Agnes che sfogliava una rivista sul divano , diede una risata leggera, poi rispose: «Sarebbe una buona idea»
Il protagonista si rade in bagno e decide di tagliare i baffi, pensando di fare uno scherzo a sua moglie Agnes e pregustando la sua reazione. Lei invece non ci fa caso e nemmeno i due amici dai quali vanno a cena quella sera. Lui pensa che il fatto che nessuno si accorga dei suoi baffi, sia tutta una messinscena ideata dalla moglie, cosa che nei suoi pensieri sembra essere l’unica soluzione, anche perché già sperimentata in altri contesti in passato.
La questione baffi sembra chiusa, una burla che si sarebbe risolta una volta tornati a casa.
Agnes continua ad ignorare il cambiamento e dietro pressante richiesta, lei le mostra le foto dell’ultimo viaggio: niente baffi, mai avuti. Eppure lui li vede, ne è sicuro. Il lettore da una parte tende a dare ragione al protagonista, forse la moglie lo sta ingannando, ma quasi subito si capisce che qualcosa in lui non va. Infatti continua a cercare la verità sui suoi baffi come se fosse la cosa più importante di tutta la sua vita. Lo psichiatra sembra essere la soluzione, ma improvvisamente lo scenario cambia e dal viaggio che il protagonista intraprende non ci sarà ritorno.

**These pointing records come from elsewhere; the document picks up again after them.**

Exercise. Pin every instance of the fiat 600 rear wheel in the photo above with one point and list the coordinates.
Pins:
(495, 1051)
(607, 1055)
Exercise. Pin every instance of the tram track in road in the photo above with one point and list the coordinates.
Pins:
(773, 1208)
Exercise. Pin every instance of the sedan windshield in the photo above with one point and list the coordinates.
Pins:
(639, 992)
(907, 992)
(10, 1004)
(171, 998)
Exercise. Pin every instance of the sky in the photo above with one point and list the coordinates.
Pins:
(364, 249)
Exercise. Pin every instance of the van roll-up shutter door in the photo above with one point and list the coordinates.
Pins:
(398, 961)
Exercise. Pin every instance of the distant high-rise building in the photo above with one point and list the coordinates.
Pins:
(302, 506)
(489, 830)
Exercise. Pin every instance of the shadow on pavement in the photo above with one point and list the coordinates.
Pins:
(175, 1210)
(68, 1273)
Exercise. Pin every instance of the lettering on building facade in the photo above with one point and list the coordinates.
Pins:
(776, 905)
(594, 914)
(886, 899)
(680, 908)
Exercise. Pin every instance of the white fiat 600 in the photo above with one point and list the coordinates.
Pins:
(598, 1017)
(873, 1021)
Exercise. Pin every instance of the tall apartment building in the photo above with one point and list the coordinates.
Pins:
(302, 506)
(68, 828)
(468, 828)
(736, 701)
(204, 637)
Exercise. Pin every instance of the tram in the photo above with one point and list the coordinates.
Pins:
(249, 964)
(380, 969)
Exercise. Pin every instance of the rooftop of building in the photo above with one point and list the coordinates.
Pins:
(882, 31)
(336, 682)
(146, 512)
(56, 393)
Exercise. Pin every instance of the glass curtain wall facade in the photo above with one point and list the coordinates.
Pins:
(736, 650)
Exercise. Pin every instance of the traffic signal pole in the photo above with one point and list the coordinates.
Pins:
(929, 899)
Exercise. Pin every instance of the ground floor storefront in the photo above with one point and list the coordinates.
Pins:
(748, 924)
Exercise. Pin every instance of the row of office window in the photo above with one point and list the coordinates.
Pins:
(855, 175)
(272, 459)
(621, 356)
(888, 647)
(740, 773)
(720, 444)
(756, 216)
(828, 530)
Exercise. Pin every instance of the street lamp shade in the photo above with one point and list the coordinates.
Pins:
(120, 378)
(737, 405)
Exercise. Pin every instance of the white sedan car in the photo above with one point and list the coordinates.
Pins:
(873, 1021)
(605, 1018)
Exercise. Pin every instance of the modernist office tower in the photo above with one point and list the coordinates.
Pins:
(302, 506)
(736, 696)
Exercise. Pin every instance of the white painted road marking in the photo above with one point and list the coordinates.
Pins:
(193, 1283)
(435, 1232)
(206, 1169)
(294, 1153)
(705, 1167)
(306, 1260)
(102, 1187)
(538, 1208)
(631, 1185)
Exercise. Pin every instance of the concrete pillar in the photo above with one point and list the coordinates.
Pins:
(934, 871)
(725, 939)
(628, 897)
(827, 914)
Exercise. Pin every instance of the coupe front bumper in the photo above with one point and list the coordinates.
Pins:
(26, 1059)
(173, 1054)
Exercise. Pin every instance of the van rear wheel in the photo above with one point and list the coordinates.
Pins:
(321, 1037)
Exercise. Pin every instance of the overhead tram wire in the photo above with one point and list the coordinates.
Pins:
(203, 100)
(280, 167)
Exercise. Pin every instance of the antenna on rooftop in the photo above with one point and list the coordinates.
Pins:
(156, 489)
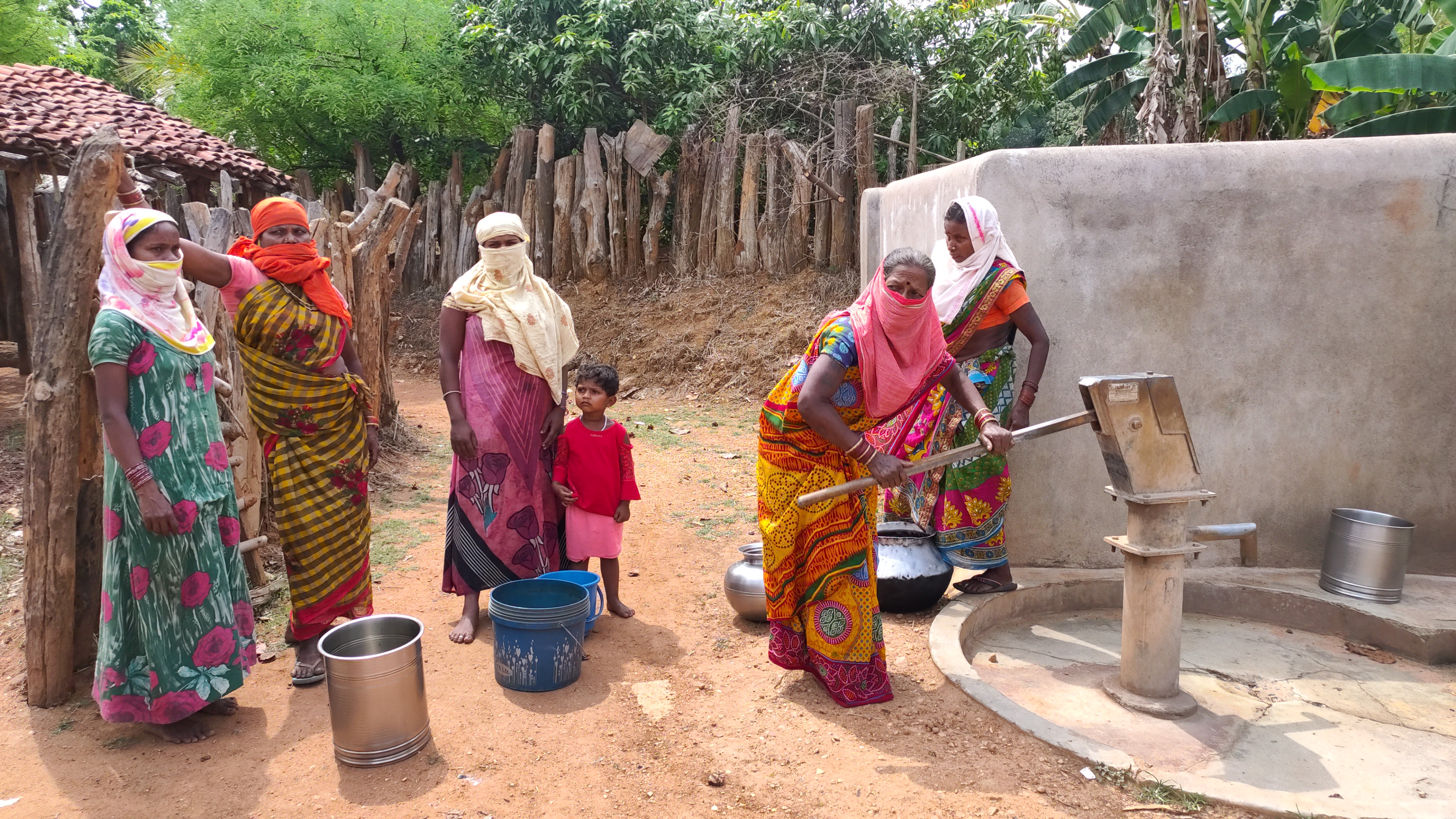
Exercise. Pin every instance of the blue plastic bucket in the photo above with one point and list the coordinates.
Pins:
(589, 581)
(539, 627)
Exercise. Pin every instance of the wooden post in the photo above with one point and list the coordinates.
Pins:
(430, 256)
(55, 444)
(545, 237)
(595, 207)
(579, 219)
(842, 169)
(823, 221)
(893, 151)
(913, 159)
(651, 240)
(685, 222)
(363, 169)
(749, 206)
(612, 146)
(523, 157)
(727, 240)
(500, 177)
(632, 218)
(707, 207)
(564, 180)
(865, 176)
(797, 231)
(370, 308)
(450, 222)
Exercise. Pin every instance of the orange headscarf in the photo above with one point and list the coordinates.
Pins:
(292, 263)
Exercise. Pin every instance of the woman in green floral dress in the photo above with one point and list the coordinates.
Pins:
(177, 626)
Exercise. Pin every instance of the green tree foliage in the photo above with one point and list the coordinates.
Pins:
(100, 38)
(300, 81)
(27, 33)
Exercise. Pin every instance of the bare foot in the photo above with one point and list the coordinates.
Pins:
(308, 664)
(225, 707)
(184, 731)
(465, 630)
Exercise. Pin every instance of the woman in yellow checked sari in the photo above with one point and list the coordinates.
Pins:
(864, 365)
(311, 407)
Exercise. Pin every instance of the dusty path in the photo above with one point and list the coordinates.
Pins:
(666, 698)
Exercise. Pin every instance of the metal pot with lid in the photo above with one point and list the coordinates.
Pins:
(909, 572)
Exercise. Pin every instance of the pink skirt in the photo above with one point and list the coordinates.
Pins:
(592, 535)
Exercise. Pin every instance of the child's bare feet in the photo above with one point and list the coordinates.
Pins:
(225, 707)
(182, 732)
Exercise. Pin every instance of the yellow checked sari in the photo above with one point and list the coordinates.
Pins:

La scrittura è serrata, il ritmo costante, soltanto nella parte centrale in cui il protagonista si trova nel suo studio si perde la compattezza narrativa per lasciare spazio alla fragilità dell’uomo.
Il romanzo è coinvolgente sin dalle prime righe: un uomo e una donna, due persone tranquille all’apparenza che devono andare a cena, però un elemento comune come i baffi interrompe non solo la loro routine, ma sconvolge la loro vita.
L’intuizione rimanda ad esperimenti letterari già collaudati, kafkiani se vogliamo, ma mai portati all’estremo come in quel caso. Non c’è uno stravolgimento della realtà, ma soltanto una percezione diversa e tutta incentrata su un unico particolare. La vita dell’uomo all’apparenza rimane la stessa, continua a fare le cose di prima, ma col tarlo di non sapere se è tutta una menzogna oppure no. Riesce a mettere in dubbio perfino la fedeltà di sua moglie, credendola amante del suo collega.
L’assurdo non si spinge mai oltre una soglia di razionalità e per questo il lettore è sempre sul filo a domandarsi se davvero il protagonista stia diventando pazzo oppure abbia ragione, naturalmente fino ad un certo punto perché poi si capisce benissimo la sua perdita di lucidità. Il concentrarsi su un elemento fa sì che tutto il resto che ruota intorno perda di importanza e anche il lettore si chiede se i baffi c’erano oppure no, se il protagonista ha ragione oppure no. Il dubbio si insinua in ogni azione e in ogni personaggio secondario che incontra e anche se l’epilogo è facilmente intuibile, visto che il protagonista arriva al punto estremo della pazzia, le ultime pagine lasciano col fiato sospeso e sono, sia dal punto di vista descrittivo che dal punto di vista psicologico, quanto più di reale possa esserci in un atto estremo.
Approfondimento
Il lettore non è sorpreso della piega che prende la storia se non nel finale quando c’è un ribaltamento di prospettiva importante in cui Agnes torna in scena e sembra esserci sempre stata, mentre per alcune pagine il protagonista sembrava essere da solo. La narrazione in terza persona aiuta nello straniamento, se fosse stato il protagonista stesso a raccontare di sé avrebbe perso la tensione narrativa, in questo caso rimane tale, anche se il punto di vista non è oggettivo, ma dalla parte del protagonista.
Carrère riesce a passare dalla burla al dramma: il divertissement iniziale legato al taglio dei baffi diventa in poche pagine lo smarrimento del protagonista e infine un dramma. Il lettore riesce a crederci senza troppe descrizioni. La parte centrale più lenta, serve a dare profondità al personaggio, anche se perde l’intensità della trama, mentre il ritmo serrato della prima e dell’ultima parte riescono a catturare il lettore. La parte finale mi ha dato fastidio per la ruvidezza della narrazione, richiama quella usata in Limonov dallo stesso autore ed è in quel momento che il dramma si fa reale.